I have small service which parses some data from particular site. It was writed with Python 3.10 and Selenium 4.10.0. It works but after some time (5-15 minutes) it crashes.
The exception was like:
Traceback (most recent call last):
app | File "//app.py", line 199, in <module>
app | driver.get(link)
app | File "/usr/local/lib/python3.10/site-packages/selenium/webdriver/remote/webdriver.py", line 355, in get
app | self.execute(Command.GET, {"url": url})
app | File "/usr/local/lib/python3.10/site-packages/selenium/webdriver/remote/webdriver.py", line 346, in execute
app | self.error_handler.check_response(response)
app | File "/usr/local/lib/python3.10/site-packages/selenium/webdriver/remote/errorhandler.py", line 245, in check_response
app | raise exception_class(message, screen, stacktrace)
app | selenium.common.exceptions.InvalidSessionIdException: Message: invalid session id
app | Stacktrace:
app | #0 0x55ac01c904e3 <unknown>
app | #1 0x55ac019bfb00 <unknown>
app | #2 0x55ac019ef919 <unknown>
app | #3 0x55ac01a1af16 <unknown>
app | #4 0x55ac01a1717a <unknown>
app | #5 0x55ac01a168a6 <unknown>
app | #6 0x55ac0198f263 <unknown>
app | #7 0x55ac01c503e4 <unknown>
app | #8 0x55ac01c543d7 <unknown>
app | #9 0x55ac01c5eb20 <unknown>
app | #10 0x55ac01c55023 <unknown>
app | #11 0x55ac01c231aa <unknown>
app | #12 0x55ac0198da43 <unknown>
app | #13 0x7f341189d18a <unknown>
**But one day it also consisted an information about Chrome page crash **
After research I found some solutions:
- unknown error: session deleted because of page crash from unknown error: cannot determine loading status from tab crashed with ChromeDriver Selenium
- https://github.com/elgalu/docker-selenium/issues/20
- https://svdoscience.com/2021-03-17/fix-session-deleted-page-crash-selenium-grid-chrome-docker
I tried everything but it's still crashes.

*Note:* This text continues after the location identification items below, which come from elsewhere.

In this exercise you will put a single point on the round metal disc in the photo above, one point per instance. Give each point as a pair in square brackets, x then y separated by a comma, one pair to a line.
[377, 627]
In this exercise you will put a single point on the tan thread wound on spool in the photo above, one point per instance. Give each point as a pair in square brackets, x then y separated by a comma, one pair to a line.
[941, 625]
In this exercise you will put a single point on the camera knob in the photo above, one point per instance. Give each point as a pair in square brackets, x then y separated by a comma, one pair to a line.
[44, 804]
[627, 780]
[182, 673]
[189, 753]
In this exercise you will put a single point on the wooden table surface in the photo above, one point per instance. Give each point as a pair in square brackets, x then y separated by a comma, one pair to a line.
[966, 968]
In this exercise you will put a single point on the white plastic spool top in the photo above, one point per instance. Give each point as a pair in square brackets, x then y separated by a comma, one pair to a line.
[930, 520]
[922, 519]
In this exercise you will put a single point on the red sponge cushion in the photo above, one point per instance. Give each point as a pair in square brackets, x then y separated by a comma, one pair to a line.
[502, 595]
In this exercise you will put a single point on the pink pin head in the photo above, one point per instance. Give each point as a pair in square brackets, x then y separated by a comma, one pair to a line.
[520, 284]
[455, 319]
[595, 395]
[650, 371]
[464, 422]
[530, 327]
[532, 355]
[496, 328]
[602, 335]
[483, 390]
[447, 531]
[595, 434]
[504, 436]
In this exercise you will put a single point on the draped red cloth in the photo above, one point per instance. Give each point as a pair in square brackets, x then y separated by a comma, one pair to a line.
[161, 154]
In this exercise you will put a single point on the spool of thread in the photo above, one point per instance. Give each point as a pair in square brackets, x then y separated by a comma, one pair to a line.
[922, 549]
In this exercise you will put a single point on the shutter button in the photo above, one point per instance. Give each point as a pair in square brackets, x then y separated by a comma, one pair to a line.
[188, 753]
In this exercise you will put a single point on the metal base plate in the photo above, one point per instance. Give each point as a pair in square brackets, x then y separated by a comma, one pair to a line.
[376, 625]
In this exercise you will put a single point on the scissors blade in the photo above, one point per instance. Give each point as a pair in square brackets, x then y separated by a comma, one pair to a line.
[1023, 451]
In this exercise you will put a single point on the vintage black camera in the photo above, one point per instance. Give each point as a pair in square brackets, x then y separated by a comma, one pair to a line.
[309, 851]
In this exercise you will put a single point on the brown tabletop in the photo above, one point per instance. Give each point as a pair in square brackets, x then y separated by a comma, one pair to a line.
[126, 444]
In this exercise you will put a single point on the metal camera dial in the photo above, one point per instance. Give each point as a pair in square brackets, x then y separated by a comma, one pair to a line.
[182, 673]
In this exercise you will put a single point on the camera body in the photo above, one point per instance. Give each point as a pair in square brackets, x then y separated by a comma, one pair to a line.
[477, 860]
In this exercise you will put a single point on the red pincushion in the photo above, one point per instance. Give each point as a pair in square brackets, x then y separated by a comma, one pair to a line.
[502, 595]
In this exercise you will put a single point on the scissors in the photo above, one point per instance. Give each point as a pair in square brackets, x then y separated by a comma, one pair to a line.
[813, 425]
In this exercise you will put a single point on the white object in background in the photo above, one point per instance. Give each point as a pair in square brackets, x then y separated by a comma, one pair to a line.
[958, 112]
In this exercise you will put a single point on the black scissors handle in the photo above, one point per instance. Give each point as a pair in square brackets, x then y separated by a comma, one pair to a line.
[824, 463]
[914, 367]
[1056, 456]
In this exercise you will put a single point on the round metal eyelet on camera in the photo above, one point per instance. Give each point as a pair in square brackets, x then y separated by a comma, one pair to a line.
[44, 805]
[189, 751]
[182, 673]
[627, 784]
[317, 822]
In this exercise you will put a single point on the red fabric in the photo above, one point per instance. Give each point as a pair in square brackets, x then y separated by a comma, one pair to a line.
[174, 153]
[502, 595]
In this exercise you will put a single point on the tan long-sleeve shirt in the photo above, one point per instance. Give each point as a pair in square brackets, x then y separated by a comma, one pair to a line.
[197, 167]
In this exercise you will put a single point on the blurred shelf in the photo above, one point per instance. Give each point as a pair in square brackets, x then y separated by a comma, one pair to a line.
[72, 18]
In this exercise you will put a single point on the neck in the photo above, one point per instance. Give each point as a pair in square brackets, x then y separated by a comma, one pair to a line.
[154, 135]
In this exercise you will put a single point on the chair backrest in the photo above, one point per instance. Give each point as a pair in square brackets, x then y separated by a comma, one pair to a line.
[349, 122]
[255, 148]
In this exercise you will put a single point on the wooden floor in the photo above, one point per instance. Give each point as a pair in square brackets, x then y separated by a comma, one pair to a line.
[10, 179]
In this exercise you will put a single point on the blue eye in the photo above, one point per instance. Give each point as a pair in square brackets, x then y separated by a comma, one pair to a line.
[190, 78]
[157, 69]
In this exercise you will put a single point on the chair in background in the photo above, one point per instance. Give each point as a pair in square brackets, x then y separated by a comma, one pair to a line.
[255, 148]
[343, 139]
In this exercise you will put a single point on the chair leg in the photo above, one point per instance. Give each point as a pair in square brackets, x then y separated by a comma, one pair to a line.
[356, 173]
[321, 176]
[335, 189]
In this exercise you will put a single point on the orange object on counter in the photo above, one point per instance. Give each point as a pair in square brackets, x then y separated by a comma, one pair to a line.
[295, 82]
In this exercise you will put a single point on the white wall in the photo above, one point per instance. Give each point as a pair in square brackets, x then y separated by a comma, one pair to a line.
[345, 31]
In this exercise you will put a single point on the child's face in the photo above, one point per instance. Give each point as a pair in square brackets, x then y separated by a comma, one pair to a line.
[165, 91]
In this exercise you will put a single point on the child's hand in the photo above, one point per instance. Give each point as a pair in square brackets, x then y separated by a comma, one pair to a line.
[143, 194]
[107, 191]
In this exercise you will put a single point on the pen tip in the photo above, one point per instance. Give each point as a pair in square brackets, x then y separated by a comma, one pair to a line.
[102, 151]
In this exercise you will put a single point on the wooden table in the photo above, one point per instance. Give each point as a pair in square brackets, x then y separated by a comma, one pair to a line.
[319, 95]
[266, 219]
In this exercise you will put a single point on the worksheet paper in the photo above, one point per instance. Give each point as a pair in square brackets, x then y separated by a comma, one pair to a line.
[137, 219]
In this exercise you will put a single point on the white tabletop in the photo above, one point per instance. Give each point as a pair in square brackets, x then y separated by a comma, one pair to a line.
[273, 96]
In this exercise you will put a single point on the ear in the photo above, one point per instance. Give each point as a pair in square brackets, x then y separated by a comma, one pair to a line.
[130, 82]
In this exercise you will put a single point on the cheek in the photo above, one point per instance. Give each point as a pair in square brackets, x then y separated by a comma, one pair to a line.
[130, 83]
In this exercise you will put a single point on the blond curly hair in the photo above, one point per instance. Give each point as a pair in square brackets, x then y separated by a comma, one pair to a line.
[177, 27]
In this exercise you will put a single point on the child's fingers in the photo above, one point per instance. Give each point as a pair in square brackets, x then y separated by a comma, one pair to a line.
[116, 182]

There is a part from docker-compose file related to service with Selenium:
app:
# restart: always
build: ./app
links:
- postgres:postgres
secrets:
- postgres_user
- postgres_password
volumes:
- /dev/shm:/dev/shm
mem_limit: "2g"
mem_reservation: "512m"
shm_size: '2gb'
privileged: true
environment:
POSTGRES_DB: db
DATABASE_PORT: 5432
POSTGRES_USER_FILE: /run/secrets/user
POSTGRES_PASSWORD_FILE: /run/secrets/password
depends_on:
- postgres
command: >
sh -c "python3 app.py"
There is a Dockerfile for build app: Used https://nander.cc/using-selenium-within-a-docker-container
FROM python:3.10
COPY requirements.txt requirements.txt
RUN python -m pip install --upgrade pip && python -m pip install -r requirements.txt
RUN wget -q -O - https://dl-ssl.google.com/linux/linux_signing_key.pub | apt-key add -
RUN sh -c 'echo "deb [arch=amd64] http://dl.google.com/linux/chrome/deb/ stable main" >> /etc/apt/sources.list.d/google-chrome.list'
RUN apt-get -y update
RUN apt-get install -y google-chrome-stable
RUN apt-get install -yqq unzip
RUN wget -O /tmp/chromedriver.zip http://chromedriver.storage.googleapis.com/`\
curl -sS chromedriver.storage.googleapis.com/LATEST_RELEASE\
`/chromedriver_linux64.zip
RUN unzip /tmp/chromedriver.zip chromedriver -d /usr/local/bin/
ENV DISPLAY=:99
COPY . .
I tried to fix /dev/shm, change shm-size, add options to Chrome instance and almost all combination from that. I didn't check completely but it seems to me that without Docker it works without any problem. There are also Chrome Options:
def set_chrome_options() -> webdriver.ChromeOptions:
"""Sets chrome options for Selenium.
Chrome options for headless browser is enabled.
"""
chrome_options = webdriver.ChromeOptions()
chrome_options.add_argument("--headless")
chrome_options.add_argument("--no-sandbox")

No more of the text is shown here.